Charter Net Debt Position

With $22.71 billion of EBITDA over the last 12 months, we view Charter’s 4.2× net-debt-to-EBITDA ratio as safe. We also see its $5.04 billion of annual interest expenses as appropriate. The company’s profits give it plenty of breathing room, allowing it to continue investing in growth initiatives.

11. Key Takeaways from Charter’s Q4 Results

Although revenue missed slightly, all-important internet subscribers met expectations. Furthermore, EBITDA and EPS both beat. Overall, this was a decent quarter. The stock traded up 6% to $203 immediately after reporting.

12. Is Now The Time To Buy Charter?

Updated: January 30, 2026 at 11:30 AM EST

We think that the latest earnings result is only one piece of the bigger puzzle. If you’re deciding whether to own Charter, you should also grasp the company’s longer-term business quality and valuation.

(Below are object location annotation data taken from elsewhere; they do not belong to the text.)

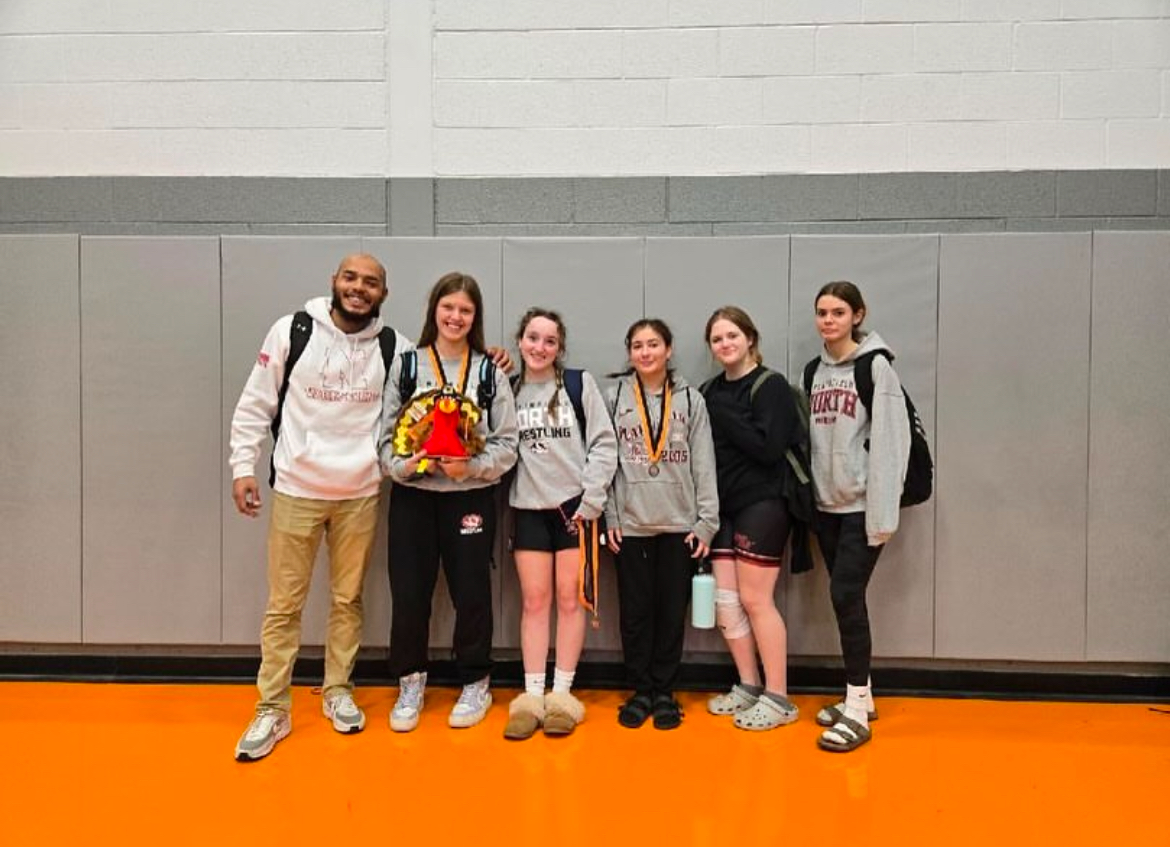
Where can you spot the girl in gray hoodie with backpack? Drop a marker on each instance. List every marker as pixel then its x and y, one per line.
pixel 661 515
pixel 859 459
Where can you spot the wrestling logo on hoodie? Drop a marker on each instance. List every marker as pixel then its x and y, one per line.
pixel 837 396
pixel 344 377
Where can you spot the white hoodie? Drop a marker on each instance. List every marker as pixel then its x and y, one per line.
pixel 331 421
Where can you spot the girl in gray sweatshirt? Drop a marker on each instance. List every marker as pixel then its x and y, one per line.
pixel 661 515
pixel 859 459
pixel 568 454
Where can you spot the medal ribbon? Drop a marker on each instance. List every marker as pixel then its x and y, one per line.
pixel 462 369
pixel 654 442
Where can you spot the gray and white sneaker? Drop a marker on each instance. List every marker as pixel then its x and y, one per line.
pixel 472 704
pixel 268 727
pixel 339 707
pixel 408 707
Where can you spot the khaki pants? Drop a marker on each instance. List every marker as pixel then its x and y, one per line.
pixel 294 535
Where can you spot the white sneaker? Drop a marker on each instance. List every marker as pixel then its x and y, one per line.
pixel 339 707
pixel 472 704
pixel 268 727
pixel 408 707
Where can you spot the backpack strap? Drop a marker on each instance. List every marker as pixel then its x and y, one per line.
pixel 486 391
pixel 864 376
pixel 764 376
pixel 298 339
pixel 408 377
pixel 387 341
pixel 810 374
pixel 575 386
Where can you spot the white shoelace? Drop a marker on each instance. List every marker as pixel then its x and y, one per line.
pixel 261 725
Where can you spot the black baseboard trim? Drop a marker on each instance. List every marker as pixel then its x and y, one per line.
pixel 1007 683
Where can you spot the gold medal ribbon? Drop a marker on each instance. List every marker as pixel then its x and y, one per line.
pixel 656 442
pixel 442 376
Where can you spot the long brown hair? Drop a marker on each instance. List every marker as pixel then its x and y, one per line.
pixel 453 283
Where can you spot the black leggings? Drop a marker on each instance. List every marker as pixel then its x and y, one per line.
pixel 458 529
pixel 653 592
pixel 851 564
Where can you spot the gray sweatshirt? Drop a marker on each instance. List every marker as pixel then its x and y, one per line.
pixel 556 461
pixel 486 468
pixel 846 475
pixel 683 497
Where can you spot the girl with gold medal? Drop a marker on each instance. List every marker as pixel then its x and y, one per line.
pixel 661 515
pixel 445 455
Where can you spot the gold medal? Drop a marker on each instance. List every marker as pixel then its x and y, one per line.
pixel 655 442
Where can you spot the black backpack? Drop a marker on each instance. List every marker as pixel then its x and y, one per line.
pixel 298 339
pixel 484 392
pixel 920 467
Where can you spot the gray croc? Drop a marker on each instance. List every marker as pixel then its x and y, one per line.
pixel 832 714
pixel 766 714
pixel 853 732
pixel 735 701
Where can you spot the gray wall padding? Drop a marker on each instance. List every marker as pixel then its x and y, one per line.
pixel 1041 542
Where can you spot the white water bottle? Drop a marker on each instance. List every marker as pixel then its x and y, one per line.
pixel 702 598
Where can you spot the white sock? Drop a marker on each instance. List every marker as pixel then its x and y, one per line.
pixel 858 702
pixel 562 680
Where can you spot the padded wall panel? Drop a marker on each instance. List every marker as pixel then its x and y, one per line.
pixel 262 280
pixel 40 453
pixel 1013 377
pixel 1129 449
pixel 151 440
pixel 897 277
pixel 686 281
pixel 413 266
pixel 597 287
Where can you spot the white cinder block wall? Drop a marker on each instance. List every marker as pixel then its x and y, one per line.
pixel 462 88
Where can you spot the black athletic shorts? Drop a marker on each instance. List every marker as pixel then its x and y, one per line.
pixel 542 529
pixel 756 534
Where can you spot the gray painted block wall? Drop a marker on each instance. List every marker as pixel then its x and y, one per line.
pixel 1039 544
pixel 596 207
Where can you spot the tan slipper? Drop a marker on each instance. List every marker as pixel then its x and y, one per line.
pixel 562 713
pixel 524 716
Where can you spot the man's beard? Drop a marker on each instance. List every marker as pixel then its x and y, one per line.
pixel 338 307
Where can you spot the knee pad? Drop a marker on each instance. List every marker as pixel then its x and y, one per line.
pixel 730 614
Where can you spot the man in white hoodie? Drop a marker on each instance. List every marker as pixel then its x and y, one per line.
pixel 327 481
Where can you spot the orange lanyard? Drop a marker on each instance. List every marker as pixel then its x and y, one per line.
pixel 442 376
pixel 655 442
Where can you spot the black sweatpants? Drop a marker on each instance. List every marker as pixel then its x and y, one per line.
pixel 653 591
pixel 851 564
pixel 456 529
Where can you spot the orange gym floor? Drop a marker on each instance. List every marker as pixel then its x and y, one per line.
pixel 137 764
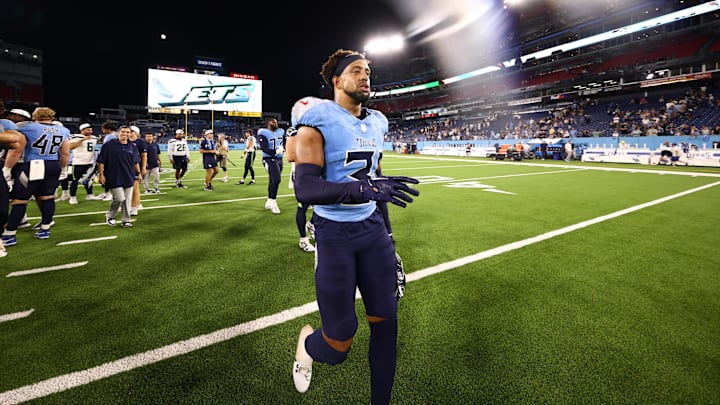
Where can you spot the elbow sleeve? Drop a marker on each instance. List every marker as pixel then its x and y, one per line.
pixel 312 188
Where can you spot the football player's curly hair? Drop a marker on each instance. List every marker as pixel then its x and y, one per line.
pixel 328 68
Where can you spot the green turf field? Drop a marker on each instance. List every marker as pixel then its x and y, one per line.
pixel 528 282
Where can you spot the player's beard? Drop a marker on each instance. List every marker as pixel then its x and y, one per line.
pixel 358 96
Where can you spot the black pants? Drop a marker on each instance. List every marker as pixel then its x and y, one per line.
pixel 249 161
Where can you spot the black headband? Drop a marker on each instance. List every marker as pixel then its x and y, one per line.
pixel 345 62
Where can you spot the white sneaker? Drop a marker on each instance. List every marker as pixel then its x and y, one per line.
pixel 302 368
pixel 310 229
pixel 305 245
pixel 36 227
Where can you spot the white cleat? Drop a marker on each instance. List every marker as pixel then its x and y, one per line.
pixel 275 209
pixel 302 368
pixel 310 229
pixel 305 245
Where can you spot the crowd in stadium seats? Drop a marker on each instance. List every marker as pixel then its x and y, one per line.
pixel 694 112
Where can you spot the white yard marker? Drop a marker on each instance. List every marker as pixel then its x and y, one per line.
pixel 78 378
pixel 73 242
pixel 16 315
pixel 46 269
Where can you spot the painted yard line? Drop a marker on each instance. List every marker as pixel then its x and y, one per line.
pixel 548 235
pixel 45 269
pixel 496 177
pixel 609 169
pixel 105 223
pixel 15 315
pixel 570 168
pixel 78 378
pixel 73 242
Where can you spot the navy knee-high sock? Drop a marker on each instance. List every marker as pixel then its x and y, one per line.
pixel 47 208
pixel 320 351
pixel 17 212
pixel 300 218
pixel 383 357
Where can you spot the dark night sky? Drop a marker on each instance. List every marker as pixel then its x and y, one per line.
pixel 97 56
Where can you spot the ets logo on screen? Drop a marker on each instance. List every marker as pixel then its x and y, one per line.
pixel 171 89
pixel 213 94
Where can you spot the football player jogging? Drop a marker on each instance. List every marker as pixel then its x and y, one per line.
pixel 83 151
pixel 208 148
pixel 338 150
pixel 179 154
pixel 46 150
pixel 272 142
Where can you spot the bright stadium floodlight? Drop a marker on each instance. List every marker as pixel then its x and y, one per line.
pixel 385 45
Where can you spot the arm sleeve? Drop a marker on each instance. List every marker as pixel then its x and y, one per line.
pixel 311 188
pixel 382 207
pixel 265 145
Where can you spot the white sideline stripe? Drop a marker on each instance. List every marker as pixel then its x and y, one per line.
pixel 72 242
pixel 44 269
pixel 416 275
pixel 105 223
pixel 16 315
pixel 78 378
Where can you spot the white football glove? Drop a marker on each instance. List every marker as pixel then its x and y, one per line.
pixel 303 105
pixel 7 174
pixel 64 173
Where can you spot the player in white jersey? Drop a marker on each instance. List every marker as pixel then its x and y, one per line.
pixel 82 146
pixel 179 154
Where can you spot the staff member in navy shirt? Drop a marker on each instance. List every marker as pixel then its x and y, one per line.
pixel 118 169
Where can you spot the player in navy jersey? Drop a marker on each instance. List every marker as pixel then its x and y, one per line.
pixel 338 150
pixel 109 131
pixel 142 150
pixel 272 143
pixel 46 153
pixel 9 138
pixel 179 154
pixel 119 169
pixel 208 149
pixel 153 164
pixel 83 156
pixel 249 156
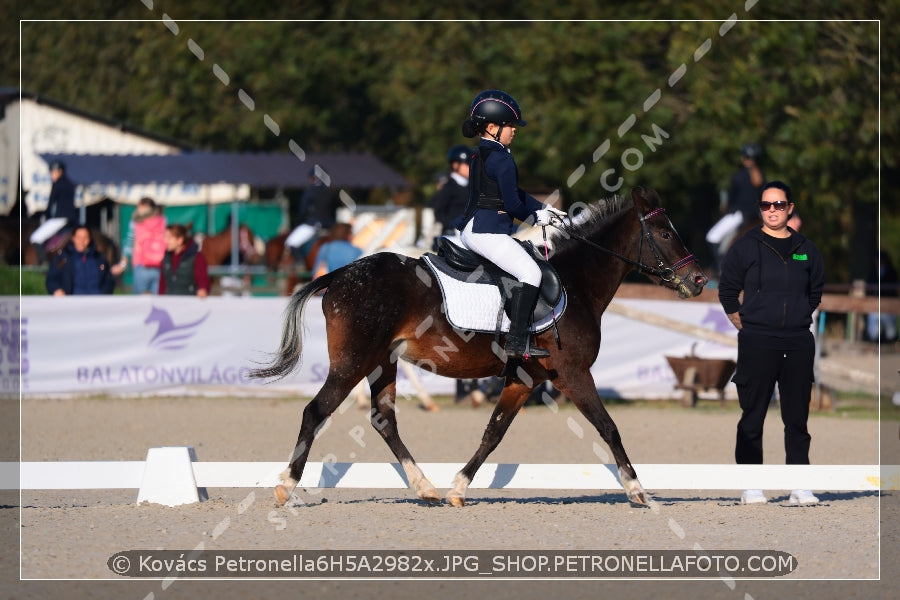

We see the value of companies helping consumers, but in the case of Charter, we’re out. First off, its revenue growth was weak over the last five years, and analysts expect its demand to deteriorate over the next 12 months. On top of that, Charter’s number of internet subscribers has disappointed, and its Forecasted free cash flow margin for next year suggests the company will fail to improve its cash conversion.

Charter’s P/E ratio based on the next 12 months is 4.5x. While this valuation is optically cheap, the potential downside is huge given its shaky fundamentals. There are superior stocks to buy right now.

Wall Street analysts have a consensus one-year price target of $292.94 on the company (compared to the current share price of $211.67).

Although the price target is bullish, readers should exercise caution because analysts tend to be overly optimistic. The firms they work for, often big banks, have relationships with companies that extend into fundraising, M&A advisory, and other rewarding business lines. As a result, they typically hesitate to say bad things for fear they will lose out. We at StockStory do not suffer from such conflicts of interest, so we’ll always tell it like it is.